Re: dns client acl

curtmcgirt · ‎09-21-2020

2921 router, acting as an NTP client and a DNS client. setting up NTP told me my ACL needs to allow NTP back from the NTP server into the interface. so i did the same thing with DNS. 10.160.12.135 is the IP of the local interface.

i want the router 10.160.12.135 to be able to do nslookups on a dns server 10.160.12.6

interface Port-channel15.1
description mgmt interface
encapsulation dot1Q 207
ip address 10.160.12.135 255.255.255.192
ip access-group MGMT in

Extended IP access list MGMT
10 permit tcp 10.0.0.0 0.255.255.255 host 10.160.12.135 eq 22 log (618 matches)
20 permit udp 10.0.0.0 0.255.255.255 host 10.160.12.135 eq snmp log (228 matches)
30 permit udp 10.0.0.0 0.255.255.255 host 10.160.12.135 eq ntp (4623 matches)
35 permit icmp 10.0.0.0 0.255.255.255 host 10.160.12.135 (33 matches)
50 permit udp 10.0.0.0 0.255.255.255 host 10.160.12.135 eq domain (5 matches)
99 deny ip any any log (2858 matches)

if the access list is removed from the interface, DNS lookups work against my dns server 10.160.12.6. if the access list is applied IN on the interface, DNS lookups stop working. i can see the dns traffic from my router passing through my firewall to the dns server 10.160.12.6. this gets logged in the router:

Sep 21 10:21:22 Sierra: %SEC-6-IPACCESSLOGP: list MGMT denied udp 10.160.12.6(53) -> 10.160.12.135(58453), 1 packet

and the number of matches on 99 deny goes up.

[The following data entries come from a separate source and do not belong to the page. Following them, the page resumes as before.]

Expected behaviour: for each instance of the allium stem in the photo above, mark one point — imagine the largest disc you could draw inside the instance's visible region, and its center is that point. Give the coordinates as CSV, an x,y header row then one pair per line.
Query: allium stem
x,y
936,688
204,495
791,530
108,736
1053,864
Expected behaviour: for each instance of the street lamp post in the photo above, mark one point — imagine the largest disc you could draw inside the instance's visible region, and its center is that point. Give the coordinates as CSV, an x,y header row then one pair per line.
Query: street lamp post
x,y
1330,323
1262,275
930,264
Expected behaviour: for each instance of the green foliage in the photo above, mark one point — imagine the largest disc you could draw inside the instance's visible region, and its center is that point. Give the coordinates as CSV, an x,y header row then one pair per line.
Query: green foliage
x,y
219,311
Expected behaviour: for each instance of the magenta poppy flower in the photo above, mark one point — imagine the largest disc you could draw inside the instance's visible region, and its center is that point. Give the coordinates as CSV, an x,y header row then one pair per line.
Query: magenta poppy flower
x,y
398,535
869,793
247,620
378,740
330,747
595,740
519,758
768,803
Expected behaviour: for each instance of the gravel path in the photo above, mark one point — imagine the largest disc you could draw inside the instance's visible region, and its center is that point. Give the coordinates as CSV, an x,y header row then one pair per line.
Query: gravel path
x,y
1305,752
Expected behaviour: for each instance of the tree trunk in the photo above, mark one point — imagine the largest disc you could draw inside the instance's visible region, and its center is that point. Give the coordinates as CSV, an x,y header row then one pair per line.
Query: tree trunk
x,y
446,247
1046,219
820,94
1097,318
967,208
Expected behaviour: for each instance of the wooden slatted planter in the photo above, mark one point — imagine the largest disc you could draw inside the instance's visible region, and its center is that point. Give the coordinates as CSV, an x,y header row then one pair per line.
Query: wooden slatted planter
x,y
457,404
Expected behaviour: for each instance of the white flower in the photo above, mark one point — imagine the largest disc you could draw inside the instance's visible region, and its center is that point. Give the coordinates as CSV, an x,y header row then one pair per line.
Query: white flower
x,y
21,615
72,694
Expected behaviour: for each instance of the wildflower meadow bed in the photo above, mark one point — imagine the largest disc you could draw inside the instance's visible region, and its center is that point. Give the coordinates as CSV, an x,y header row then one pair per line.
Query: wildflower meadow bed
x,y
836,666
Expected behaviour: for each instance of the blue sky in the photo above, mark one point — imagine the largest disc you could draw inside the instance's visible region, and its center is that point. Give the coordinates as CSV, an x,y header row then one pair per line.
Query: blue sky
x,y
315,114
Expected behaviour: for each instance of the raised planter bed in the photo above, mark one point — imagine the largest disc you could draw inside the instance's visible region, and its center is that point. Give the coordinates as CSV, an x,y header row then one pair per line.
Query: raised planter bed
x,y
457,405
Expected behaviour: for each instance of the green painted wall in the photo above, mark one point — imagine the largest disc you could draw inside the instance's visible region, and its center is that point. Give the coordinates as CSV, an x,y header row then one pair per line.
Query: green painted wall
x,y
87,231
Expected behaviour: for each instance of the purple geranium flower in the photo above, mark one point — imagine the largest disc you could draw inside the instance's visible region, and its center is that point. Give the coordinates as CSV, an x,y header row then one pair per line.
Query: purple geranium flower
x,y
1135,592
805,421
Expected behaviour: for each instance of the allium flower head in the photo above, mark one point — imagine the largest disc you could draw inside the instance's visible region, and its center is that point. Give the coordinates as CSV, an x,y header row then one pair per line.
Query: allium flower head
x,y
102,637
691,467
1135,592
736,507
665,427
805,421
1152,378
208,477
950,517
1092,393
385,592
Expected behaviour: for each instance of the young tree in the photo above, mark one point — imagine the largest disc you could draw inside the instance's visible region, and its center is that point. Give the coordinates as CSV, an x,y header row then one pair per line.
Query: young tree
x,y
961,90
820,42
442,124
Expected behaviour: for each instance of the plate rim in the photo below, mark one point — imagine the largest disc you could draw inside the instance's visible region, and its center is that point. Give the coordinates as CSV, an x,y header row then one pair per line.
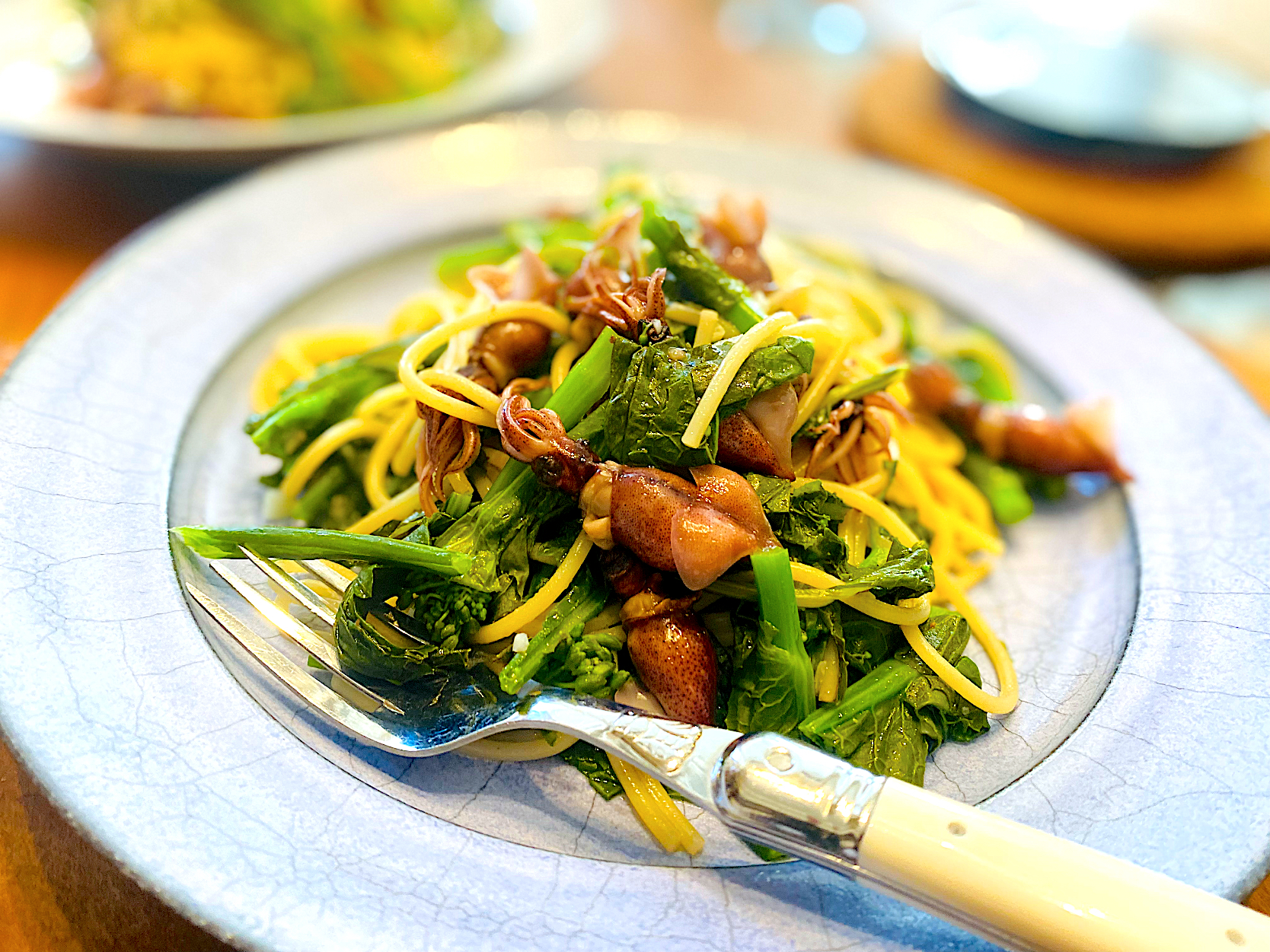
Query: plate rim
x,y
136,248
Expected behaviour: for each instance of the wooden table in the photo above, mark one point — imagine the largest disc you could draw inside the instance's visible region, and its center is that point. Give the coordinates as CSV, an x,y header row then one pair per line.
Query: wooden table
x,y
60,212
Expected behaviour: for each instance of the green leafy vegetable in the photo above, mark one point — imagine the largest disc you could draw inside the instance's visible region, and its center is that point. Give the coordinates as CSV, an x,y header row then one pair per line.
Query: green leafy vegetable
x,y
806,520
429,617
454,264
895,716
697,275
371,646
849,391
563,626
982,374
1002,486
308,408
595,766
656,390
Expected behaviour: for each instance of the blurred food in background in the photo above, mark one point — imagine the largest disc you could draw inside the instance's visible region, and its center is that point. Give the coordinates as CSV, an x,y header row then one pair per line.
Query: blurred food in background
x,y
262,59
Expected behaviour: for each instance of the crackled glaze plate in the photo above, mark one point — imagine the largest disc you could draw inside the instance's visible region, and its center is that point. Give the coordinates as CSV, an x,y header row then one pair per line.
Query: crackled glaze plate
x,y
45,42
1137,619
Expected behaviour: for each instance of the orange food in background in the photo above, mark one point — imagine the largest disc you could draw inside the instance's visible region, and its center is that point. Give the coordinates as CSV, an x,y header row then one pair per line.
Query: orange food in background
x,y
32,281
1213,216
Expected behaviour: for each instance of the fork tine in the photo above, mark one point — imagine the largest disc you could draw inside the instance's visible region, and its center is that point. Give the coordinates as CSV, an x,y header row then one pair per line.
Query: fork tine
x,y
329,705
298,591
302,634
323,570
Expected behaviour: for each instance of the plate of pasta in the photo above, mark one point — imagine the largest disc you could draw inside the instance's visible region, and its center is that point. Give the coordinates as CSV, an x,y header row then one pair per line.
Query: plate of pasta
x,y
238,80
713,429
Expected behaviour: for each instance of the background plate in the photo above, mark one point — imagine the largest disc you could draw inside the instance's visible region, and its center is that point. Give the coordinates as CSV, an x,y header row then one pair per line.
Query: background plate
x,y
549,42
118,705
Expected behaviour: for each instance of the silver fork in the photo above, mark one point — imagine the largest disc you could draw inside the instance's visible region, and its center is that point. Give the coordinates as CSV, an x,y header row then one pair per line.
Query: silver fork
x,y
1001,880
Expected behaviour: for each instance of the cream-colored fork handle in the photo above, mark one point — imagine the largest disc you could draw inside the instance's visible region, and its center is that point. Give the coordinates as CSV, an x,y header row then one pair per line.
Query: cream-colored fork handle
x,y
1045,893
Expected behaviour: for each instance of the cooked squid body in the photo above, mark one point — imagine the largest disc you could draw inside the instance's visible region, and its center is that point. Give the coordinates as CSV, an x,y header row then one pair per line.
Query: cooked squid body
x,y
1080,441
672,654
502,352
761,437
699,531
732,237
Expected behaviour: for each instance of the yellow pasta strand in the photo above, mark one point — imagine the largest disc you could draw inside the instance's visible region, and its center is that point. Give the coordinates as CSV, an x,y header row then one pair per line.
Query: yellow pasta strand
x,y
401,505
464,386
562,361
381,457
874,508
710,329
656,810
321,450
418,387
382,401
268,384
543,598
911,612
760,336
811,400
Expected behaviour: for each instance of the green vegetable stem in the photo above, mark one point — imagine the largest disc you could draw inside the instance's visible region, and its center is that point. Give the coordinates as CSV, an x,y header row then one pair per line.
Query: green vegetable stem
x,y
287,543
893,718
564,622
779,611
1002,486
701,279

why is "inbound" dns traffic not getting allowed by line 50 in my ACL?

Rob Ingram · ‎09-21-2020

Hi @curtmcgirt

The clue is actually in the SYSLOG message. Source Port is udp/53 (domain) destination port is 58453. Your ACL line number 50 is permitting destination port udp/50 not source port, so therefore this does not match and is dropped on line 99. You would need to amend rule line 50 with the source as udp/50 (domain) and don't specify the destination port.

HTH

curtmcgirt · ‎09-21-2020

seems odd to open up all UDP ports inbound just to make outbound DNS queries. but i'll buy it. i guess i can remove my SNMP and NTP specific ACL entries.

so the syntax is

50 permit udp 10.0.0.0 0.255.255.255 10.160.12.135

?

Rob Ingram · ‎09-21-2020

An ACL on a router is not stateful, the traffic being blocked is the return traffic from the DNS server.

curtmcgirt · ‎09-22-2020

looking at the DNS section of cisco's "Configure Commonly Used IP ACLs"

https://www.cisco.com/c/en/us/support/docs/ip/access-lists/26448-ACLsamples.html#anc15

what is the difference in these two syntaxes:

access-list 102 permit udp any any eq domain 
access-list 102 permit udp any eq domain any

and would they work for my scenario, why or why not?

Rob Ingram · ‎09-22-2020

Yes. The second line is essentially what I suggested - permit UDP from any source and source port 53 (domain) to any destination

This is permitting the return traffic from the DNS server (with the DNS response), which is what the error message in your original post was indicating.

curtmcgirt · ‎09-22-2020

the second line still has "domain" in it. i thought your suggestion was to remove domain, ie

permit udp 10.0.0.0 0.255.255.255 10.160.12.135

can you help me translate these to english in my head?

permit udp any any eq domain

i think means "permit udp 53 from any source to any destination"

does

permit udp any eq domain any

mean "permit any udp from any source and permit 53 to any destination?

Rob Ingram · ‎09-22-2020

My suggestion was to specify udp/50 as the source port not the destination port. Your destination port will be dynamic, so you'd have to leave it as any.

It means permit udp from any source network on port 50 to any destination.